La Fédération Française de Rugby (FFR) entre en conflit ouvert avec la Ligue Nationale de Rugby (LNR) en contestant officiellement plusieurs décisions disciplinaires jugées trop clémentes. Cette démarche rarissime vise à renforcer la discipline et le respect des arbitres dans le rugby professionnel.
Au cœur du bras de fer figurent des personnalités majeures du championnat, comme Ronan O’Gara et Janick Tarrit, dont les sanctions sont réputées insuffisantes face à la gravité des faits. La FFR affirme sa détermination : « Ce n’est pas seulement une question de dossiers individuels, mais une véritable déclaration de guerre aux incivilités. »
L’instance fédérale souhaite durcir le ton contre les comportements inacceptables sur les terrains. Dans cette logique, elle a saisi la commission d’appel pour réévaluer les sanctions, qui, selon elle, doivent être plus exemplaires afin de préserver l’intégrité du jeu et l’autorité des officiels.
Les cas de Janick Tarrit et Ronan O’Gara illustrent cette volonté de fermeté. Le talonneur du Racing 92 avait écopé d’une suspension de cinq semaines après un geste jugé « totalement intolérable » lors de la 11e journée contre le Stade Toulousain. De son côté, Ronan O’Gara, manager du Stade Rochelais, avait été suspendu deux semaines pour « manquer de respect envers l’autorité d’un officiel de match ». Pour la FFR, ces peines ne sont pas à la hauteur des infractions.
La deuxième division n’échappe pas non plus à la vigilance fédérale. Trois acteurs clés de la Pro D2, Clément Meillac (SA XV Charente Rugby), Vincent Etcheto (US Dax) et Philippe Saint-André (Provence Rugby), font l’objet d’un appel similaire pour des faits de contestation arbitrale. La Fédération refuse que ces incidents soient traités par de simples avertissements et réclame des sanctions plus sévères.

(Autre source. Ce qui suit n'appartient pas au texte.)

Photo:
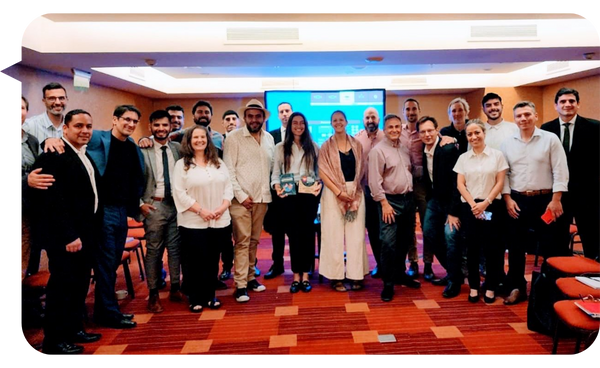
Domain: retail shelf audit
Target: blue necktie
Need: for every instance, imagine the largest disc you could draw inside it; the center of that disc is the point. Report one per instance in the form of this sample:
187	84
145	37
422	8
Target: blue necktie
166	172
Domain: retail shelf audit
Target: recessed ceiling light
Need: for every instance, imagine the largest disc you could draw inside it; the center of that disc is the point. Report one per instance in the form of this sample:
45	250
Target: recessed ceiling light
374	59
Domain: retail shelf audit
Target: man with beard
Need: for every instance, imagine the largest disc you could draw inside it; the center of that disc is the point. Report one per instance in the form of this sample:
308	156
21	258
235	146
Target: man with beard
49	124
496	128
249	157
369	138
158	210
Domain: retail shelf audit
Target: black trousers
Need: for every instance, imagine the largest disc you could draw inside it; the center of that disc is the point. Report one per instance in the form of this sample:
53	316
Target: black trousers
484	236
200	261
66	292
550	237
299	224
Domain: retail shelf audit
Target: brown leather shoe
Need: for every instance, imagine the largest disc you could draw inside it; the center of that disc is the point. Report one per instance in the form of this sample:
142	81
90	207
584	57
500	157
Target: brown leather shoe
516	296
176	296
154	305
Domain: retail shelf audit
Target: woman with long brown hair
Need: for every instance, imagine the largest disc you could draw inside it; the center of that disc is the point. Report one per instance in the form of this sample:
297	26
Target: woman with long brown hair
202	191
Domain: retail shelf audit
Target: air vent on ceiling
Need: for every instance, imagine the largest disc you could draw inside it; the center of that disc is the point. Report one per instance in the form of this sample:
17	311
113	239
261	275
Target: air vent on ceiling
556	67
262	36
408	81
523	32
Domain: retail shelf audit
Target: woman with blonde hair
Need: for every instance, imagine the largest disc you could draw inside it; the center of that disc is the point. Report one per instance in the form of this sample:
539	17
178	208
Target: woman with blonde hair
342	208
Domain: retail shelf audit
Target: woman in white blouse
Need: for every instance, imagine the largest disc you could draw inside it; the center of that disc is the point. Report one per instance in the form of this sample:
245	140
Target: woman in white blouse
297	155
481	172
202	192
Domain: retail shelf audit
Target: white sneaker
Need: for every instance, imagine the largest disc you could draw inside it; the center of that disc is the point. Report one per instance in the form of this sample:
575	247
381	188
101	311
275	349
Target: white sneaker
241	295
256	286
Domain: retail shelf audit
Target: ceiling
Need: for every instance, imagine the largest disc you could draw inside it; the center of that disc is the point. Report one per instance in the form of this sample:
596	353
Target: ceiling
174	54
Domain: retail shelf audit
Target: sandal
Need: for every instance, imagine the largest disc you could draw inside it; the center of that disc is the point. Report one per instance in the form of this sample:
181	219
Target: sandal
214	304
339	286
196	308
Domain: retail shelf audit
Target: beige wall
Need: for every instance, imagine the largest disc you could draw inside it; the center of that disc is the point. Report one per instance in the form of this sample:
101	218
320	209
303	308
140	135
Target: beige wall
101	101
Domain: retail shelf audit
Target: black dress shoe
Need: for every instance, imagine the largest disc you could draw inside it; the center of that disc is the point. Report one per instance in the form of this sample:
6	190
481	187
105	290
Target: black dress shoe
273	272
83	337
387	295
452	290
440	282
428	272
295	288
408	282
225	275
413	270
306	286
116	323
62	349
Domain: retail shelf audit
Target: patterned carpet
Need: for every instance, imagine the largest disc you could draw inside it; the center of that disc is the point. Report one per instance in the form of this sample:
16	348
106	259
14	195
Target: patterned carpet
323	323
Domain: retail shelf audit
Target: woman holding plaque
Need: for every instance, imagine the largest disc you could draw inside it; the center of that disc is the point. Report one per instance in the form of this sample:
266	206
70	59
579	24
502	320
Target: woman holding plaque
342	208
296	181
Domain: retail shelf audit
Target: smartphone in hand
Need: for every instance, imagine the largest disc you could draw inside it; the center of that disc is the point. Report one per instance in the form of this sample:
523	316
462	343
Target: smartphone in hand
547	217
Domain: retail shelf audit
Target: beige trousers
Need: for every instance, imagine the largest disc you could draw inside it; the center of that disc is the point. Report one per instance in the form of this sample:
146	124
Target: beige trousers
247	227
337	232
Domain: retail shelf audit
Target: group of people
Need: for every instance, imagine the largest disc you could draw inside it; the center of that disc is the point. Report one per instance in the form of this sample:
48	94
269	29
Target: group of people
479	188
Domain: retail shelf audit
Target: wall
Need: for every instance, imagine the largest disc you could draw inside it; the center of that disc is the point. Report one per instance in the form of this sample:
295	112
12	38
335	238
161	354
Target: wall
101	101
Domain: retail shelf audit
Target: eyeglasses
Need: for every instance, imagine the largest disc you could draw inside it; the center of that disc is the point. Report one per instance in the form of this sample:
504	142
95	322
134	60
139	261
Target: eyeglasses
130	120
53	99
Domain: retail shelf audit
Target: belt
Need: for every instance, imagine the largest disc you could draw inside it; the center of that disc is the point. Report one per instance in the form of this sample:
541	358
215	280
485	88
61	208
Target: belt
161	199
531	193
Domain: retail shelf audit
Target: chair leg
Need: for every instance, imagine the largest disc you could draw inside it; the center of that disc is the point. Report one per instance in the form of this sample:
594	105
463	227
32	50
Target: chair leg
128	280
555	344
139	257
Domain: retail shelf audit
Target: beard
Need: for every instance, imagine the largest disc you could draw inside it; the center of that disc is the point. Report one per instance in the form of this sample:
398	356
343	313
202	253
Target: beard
372	127
254	127
202	121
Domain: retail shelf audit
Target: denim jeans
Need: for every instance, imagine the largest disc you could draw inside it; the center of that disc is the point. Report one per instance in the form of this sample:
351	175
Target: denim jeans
396	237
447	244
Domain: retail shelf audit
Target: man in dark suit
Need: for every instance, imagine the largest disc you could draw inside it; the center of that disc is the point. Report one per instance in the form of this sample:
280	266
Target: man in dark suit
579	136
441	226
273	217
158	211
121	165
70	230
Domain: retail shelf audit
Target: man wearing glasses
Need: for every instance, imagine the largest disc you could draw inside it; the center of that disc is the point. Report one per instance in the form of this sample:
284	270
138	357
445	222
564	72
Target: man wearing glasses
121	166
49	124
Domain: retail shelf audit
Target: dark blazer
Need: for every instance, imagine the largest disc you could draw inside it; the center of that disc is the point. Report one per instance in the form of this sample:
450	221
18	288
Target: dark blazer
584	172
65	211
276	133
98	149
444	187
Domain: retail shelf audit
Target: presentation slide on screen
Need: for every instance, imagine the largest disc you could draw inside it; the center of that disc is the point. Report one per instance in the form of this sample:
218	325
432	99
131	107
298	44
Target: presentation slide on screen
318	106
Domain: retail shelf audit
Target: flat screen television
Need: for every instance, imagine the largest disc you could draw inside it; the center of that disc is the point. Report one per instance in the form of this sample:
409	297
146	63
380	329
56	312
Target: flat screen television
318	106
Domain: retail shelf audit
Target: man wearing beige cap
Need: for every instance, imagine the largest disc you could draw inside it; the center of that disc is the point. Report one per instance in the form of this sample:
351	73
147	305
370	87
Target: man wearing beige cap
248	154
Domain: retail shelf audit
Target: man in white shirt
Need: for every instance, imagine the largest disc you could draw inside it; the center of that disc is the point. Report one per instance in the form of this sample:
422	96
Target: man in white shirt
496	128
249	157
49	124
536	179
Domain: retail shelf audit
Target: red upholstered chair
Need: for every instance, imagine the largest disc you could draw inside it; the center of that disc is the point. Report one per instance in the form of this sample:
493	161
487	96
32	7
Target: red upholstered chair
573	289
570	316
573	265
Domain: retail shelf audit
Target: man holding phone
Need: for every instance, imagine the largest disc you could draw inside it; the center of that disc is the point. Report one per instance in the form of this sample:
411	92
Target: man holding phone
537	177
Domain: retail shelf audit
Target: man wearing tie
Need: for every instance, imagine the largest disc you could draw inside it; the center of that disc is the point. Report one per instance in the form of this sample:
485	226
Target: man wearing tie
71	232
158	210
579	137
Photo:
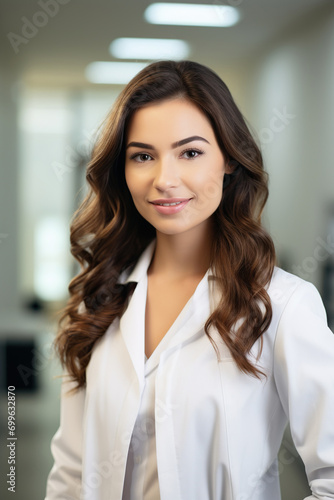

Par cette démarche, la FFR entend faire passer un message clair à l’ensemble du rugby français : « aucun écart envers le corps arbitral ne sera toléré. » Elle vise également une harmonisation des sanctions à l’échelle nationale, à travers une politique de tolérance zéro concernant les relations entre joueurs, entraîneurs et officiels.
La balle est désormais dans le camp de la commission d’appel, dont la décision sera déterminante. Elle pourrait marquer un tournant : soit vers une rigueur accrue dans la discipline, soit en confirmant l’autonomie actuelle de la LNR dans la gestion disciplinaire du rugby professionnel.